Editorials

Guest Post: A Reply on Exclusive Representation and Sweeney v. Pence

Catherine Fisk

Catherine Fisk is the Barbara Nachtrieb Armstrong Professor of Law at UC Berkeley Law, where she teaches and writes on the law of the workplace, legal history, civil rights and the legal profession. She is the author of dozens of articles and four books, including the prize-winning Working Knowledge: Employee Innovation and the Rise of the Corporate Intellectual Property, 1800-1930, and Labor Law in the Contemporary Workplace. Her research focuses on workers at both the high end and the low end of the wage spectrum.  She has written on union organizing among low-wage and immigrant workers as well as on labor issues in the entertainment industry, employee mobility in technology sectors, employer-employee disputes over attribution and ownership of intellectual property, the rights of employees and unions to engage in political activity, and labor law reform.  She is the co-author, with UCI Law Professor Ann Southworth, of an innovative interdisciplinary casebook, The Legal Profession. Her current public service includes membership on the SEIU Ethics Review Board, the Board of Directors of the Wage Justice Center, and committees of the Law & Society Association.  Prior to joining the founding faculty of UC Irvine School of Law, Fisk was a chaired professor at Duke Law School, and was on the faculty of the University of Southern California Gould School of Law and Loyola Law School in Los Angeles.  She practiced law at a boutique Washington, D.C. firm and at the U.S. Department of Justice.  She received her J.D. at UC Berkeley, and an A.B., summa cum laude, from Princeton University.

Catherine Fisk is the Chancellor’s Professor of Law at University of California, Irvine. This post is part of a series: Heather Whitney’s initial post, James Sherk’s reply, and Ms. Whitney’s response.

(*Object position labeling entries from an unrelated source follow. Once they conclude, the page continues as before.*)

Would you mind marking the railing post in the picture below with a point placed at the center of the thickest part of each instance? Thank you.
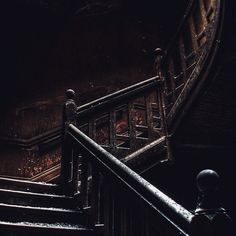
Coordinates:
(210, 219)
(69, 117)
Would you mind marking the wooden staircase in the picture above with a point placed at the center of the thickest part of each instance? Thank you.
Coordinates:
(38, 208)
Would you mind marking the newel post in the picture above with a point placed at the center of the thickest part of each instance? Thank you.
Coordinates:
(210, 219)
(69, 117)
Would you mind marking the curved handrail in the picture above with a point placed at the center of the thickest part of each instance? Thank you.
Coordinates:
(116, 97)
(186, 62)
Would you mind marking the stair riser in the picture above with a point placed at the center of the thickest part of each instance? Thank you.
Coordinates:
(21, 215)
(35, 200)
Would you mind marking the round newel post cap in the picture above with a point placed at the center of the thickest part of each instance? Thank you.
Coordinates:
(70, 94)
(158, 51)
(208, 180)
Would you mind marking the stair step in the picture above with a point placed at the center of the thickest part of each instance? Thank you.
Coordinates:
(29, 186)
(50, 215)
(29, 228)
(35, 199)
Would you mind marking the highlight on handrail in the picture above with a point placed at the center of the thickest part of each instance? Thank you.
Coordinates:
(192, 50)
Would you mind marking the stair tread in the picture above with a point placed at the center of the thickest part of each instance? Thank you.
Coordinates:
(5, 205)
(9, 180)
(57, 225)
(35, 194)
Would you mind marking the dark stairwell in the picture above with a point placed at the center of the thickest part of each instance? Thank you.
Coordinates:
(166, 120)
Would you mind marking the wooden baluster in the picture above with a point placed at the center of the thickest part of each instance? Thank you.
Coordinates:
(210, 219)
(112, 129)
(69, 117)
(96, 198)
(149, 115)
(74, 184)
(182, 59)
(132, 123)
(84, 182)
(92, 129)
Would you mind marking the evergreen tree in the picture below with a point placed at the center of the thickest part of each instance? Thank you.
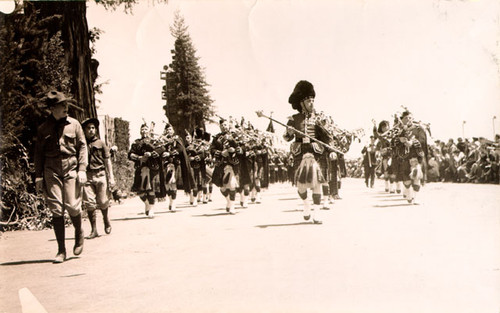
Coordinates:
(191, 105)
(32, 63)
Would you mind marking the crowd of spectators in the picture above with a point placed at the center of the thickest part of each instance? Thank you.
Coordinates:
(461, 161)
(464, 161)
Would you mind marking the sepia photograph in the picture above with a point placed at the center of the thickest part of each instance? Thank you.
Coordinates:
(250, 156)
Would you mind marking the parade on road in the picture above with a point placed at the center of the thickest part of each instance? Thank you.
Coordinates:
(210, 212)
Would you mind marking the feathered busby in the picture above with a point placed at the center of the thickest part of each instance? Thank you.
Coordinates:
(302, 90)
(381, 125)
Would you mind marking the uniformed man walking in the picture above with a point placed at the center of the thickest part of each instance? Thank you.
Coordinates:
(60, 163)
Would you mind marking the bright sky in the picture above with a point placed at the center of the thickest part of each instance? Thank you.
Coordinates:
(440, 58)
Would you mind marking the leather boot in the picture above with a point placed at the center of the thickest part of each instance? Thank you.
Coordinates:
(93, 224)
(107, 224)
(79, 236)
(58, 223)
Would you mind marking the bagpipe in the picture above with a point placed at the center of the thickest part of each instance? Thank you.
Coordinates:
(248, 138)
(404, 130)
(340, 140)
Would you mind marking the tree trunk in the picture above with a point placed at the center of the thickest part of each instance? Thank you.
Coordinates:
(75, 35)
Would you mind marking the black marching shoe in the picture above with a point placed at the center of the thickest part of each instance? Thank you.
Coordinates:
(60, 257)
(79, 235)
(79, 239)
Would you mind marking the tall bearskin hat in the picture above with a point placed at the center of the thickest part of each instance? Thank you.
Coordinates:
(302, 90)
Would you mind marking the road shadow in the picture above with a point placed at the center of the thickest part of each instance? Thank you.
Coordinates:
(289, 224)
(166, 212)
(35, 261)
(73, 275)
(392, 195)
(131, 218)
(215, 214)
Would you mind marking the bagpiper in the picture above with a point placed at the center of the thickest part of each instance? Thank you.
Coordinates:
(307, 153)
(147, 165)
(383, 147)
(177, 172)
(197, 151)
(226, 170)
(411, 146)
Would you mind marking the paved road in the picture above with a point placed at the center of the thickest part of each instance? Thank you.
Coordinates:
(373, 253)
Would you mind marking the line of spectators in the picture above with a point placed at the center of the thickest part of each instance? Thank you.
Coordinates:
(461, 161)
(464, 161)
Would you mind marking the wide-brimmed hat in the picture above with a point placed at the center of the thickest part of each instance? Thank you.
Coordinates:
(302, 90)
(91, 120)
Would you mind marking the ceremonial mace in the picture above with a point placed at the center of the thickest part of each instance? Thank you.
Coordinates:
(260, 114)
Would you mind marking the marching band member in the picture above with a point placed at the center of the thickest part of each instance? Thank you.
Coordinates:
(225, 174)
(307, 154)
(177, 172)
(414, 161)
(147, 169)
(369, 162)
(244, 165)
(384, 148)
(259, 170)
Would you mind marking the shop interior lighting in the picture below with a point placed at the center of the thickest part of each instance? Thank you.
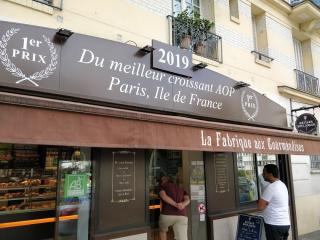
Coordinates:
(241, 84)
(64, 33)
(199, 66)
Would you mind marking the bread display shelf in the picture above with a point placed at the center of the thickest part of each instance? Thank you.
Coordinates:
(13, 199)
(25, 210)
(13, 188)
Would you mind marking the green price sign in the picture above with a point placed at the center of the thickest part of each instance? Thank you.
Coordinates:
(75, 185)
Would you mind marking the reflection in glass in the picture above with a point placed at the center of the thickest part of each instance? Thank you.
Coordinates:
(74, 203)
(247, 180)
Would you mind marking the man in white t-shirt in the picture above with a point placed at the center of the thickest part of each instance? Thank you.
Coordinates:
(275, 205)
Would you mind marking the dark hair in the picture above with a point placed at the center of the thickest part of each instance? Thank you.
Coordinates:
(273, 169)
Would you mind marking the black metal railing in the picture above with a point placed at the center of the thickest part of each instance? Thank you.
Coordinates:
(52, 3)
(262, 56)
(307, 83)
(315, 162)
(205, 44)
(295, 2)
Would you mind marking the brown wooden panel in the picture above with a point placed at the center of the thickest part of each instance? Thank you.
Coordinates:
(119, 207)
(220, 182)
(30, 125)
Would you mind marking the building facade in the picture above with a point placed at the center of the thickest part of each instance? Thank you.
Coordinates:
(75, 111)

In the debate between Heather and James over whether right-to-work laws require unions and their members to pay for services for nonpayers, Heather is correct. When a union is certified as the exclusive representative of a bargaining unit, it owes a duty of fair representation to all employees in the unit, and cannot choose to represent only its members. Under current law, the only way employees can exercise their statutory right to force the employer to bargain with them is when their union demonstrates that it has majority support. Employers typically require unions to obtain NLRB certification before they will bargain with the union at all, and the law currently allows for certification only of a union that represents the majority. As Heather pointed out in her first post, Ben and I have argued that in right to work states unions should have the option to represent only those who pay dues or fees in grievance arbitration, but that is not currently the law. And, even if the NLRB were persuaded to change to law the to allow unions to handle grievances only for dues-payers, the union would still have to bargain on behalf of all employees, not just its members.

James’ defense of right-to-work laws rests on a fundamental misconception about the nature of labor law. The National Labor Relations Act is based on a democratic model of workplace governance (it used to be called industrial democracy) rather than a libertarian model. Workers form unions to gain strength in numbers, just as capital gains strength by forming corporations, but in such groups individuals don’t have unfettered autonomy. In a democracy, the majority elects representatives to govern everyone. For democracy to work, the majority representative must have the power to raise revenue from everyone to implement the policies (whether it is public safety protection, public education, or parks) even if individual taxpayers of the public live in gated communities and pay for private security, or are pacifists and oppose war, or don’t have children or go to the park. Political philosophers since Thomas Hobbes recognized that we all benefit when we live in society.   We give up the right to govern ourselves entirely as individuals, enjoying our advantages of strength or intelligence, and we have to live under elected leaders we sometimes don’t like and pay taxes for some programs we don’t support, but we gain the protections that we will need when we are weak, old, or infirm.

The reason Congress did not choose a libertarian regime but instead gave unions the right to act as exclusive representatives of the employees is because it recognized, as the statute says, “inequality of bargaining power between employees who do not possess full freedom of association or actual liberty of contract, and employers who are organized in the corporate or other forms of ownership association.” NLRA section 1. Members-only bargaining is better than no union at all (as I have argued elsewhere), but it is no substitute for the workplace democracy that Congress envisioned.